Cherry Red 2021
Uncovering many a quaint and curious volume of forgotten lore, legends of British rock concentrate on tone to stress the beauty of a tune.
Gordon Giltrap and Paul Brett are well-known for their electric flurries yet famous for acoustic sound, the former delivering it on 6-string and the latter on 12-string instruments. Both veterans are also endorsees of the Vintage® brand for which they designed series of signature guitars. One of them, named “The Raven” after Edgar Allan Poe’s poem, Paul, the model’s mastermind, and Gordon demonstrate here, on their joint album where these artists recorded anew a few of their pieces, including selections from Giltrap’s "The Last Of England" and Brett’s "The Raven" as well as a couple of fresh tracks.

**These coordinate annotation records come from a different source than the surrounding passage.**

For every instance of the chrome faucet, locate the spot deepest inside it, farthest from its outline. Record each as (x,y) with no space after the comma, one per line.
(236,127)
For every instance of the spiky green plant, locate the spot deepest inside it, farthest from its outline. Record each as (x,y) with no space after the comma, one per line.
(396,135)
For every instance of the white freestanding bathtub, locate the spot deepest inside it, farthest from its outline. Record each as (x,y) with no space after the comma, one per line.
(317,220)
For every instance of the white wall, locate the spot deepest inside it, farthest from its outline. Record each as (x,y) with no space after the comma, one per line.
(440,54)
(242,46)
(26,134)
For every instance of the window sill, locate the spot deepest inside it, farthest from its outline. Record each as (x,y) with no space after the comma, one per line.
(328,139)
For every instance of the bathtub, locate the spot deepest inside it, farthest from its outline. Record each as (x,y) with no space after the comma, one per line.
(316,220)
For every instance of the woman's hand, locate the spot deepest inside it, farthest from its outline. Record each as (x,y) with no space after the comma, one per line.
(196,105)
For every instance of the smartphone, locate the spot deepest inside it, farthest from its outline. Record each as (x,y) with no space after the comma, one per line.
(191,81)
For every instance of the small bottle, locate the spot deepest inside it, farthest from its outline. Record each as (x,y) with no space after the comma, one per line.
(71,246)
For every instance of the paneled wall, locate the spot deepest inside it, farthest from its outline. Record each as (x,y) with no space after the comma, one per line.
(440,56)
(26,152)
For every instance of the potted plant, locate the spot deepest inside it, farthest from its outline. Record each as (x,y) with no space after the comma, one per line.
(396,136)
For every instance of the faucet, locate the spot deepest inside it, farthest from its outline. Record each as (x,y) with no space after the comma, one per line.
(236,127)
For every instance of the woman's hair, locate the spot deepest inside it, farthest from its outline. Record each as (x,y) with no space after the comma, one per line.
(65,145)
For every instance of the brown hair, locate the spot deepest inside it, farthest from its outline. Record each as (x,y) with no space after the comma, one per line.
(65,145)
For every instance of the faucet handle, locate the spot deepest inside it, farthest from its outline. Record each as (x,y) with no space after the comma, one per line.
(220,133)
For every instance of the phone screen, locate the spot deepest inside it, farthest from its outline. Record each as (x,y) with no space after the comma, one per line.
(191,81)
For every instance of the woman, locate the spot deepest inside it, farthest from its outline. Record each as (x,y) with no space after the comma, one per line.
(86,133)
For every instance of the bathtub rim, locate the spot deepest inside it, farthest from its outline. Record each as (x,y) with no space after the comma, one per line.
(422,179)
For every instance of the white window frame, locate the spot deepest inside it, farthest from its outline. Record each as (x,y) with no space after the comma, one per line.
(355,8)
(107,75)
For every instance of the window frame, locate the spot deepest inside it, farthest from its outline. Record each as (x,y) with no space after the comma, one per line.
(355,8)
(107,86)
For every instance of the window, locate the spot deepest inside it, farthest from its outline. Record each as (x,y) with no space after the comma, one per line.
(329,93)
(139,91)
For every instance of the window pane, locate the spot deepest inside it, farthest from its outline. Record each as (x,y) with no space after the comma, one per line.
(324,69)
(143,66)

Displaying their numbers, Gordon’s instrumentals and Paul’s songs, in turn, the longtime friends create an engrossing flow that, despite its pseudo-homespun, unplugged sonics, doesn’t take long to burst from stern monochrome into bright colors. There may be baroque grandeur in Giltrap’s “The Kissing Gate” which unfolds this romantic tapestry, and gothic horror in Brett’s “The Pit And The Pendulum” which is understandably wordy, if ever-poetic, but the wonder of their filigree feels nigh on blinding, the listener’s inner sight saved by deliberate patina smeared over these deceptively simple motifs, rendering the results timeless. In the absence of interplay, with every ballad a solo performance, the melodies’ logical pairings – like “The Blues” from Paul and “Down The River” from Gordon, a brace of variously vigorous aural paintings – emphasize the album’s inherent unity. Not for nothing the guitarists avoid such seemingly obvious moves as laying down two cuts titled “Spring” from each of the masters’ lore, offering only the serene tune from the former, while “Shining Morn” and “Pofacetilly” from the latter propose a truly bucolic, albeit very tangible, setting.
Shattering the idyll will be Brett’s “The Raven” whose nervous flutter is profoundly riveting, whereas his “Study To be Quiet” is airily intense, yet the lace of Giltrap’s “Loren” and “Diadem” have the same ethereal quality to them. Still, the epic finale, “The Fox’s Prophecy” courtesy of Paul, stresses the folk-based depth of “Reflections” as a whole: this record is much more than a mere showcase of music tools – it’s a small, chamber-sized sensation.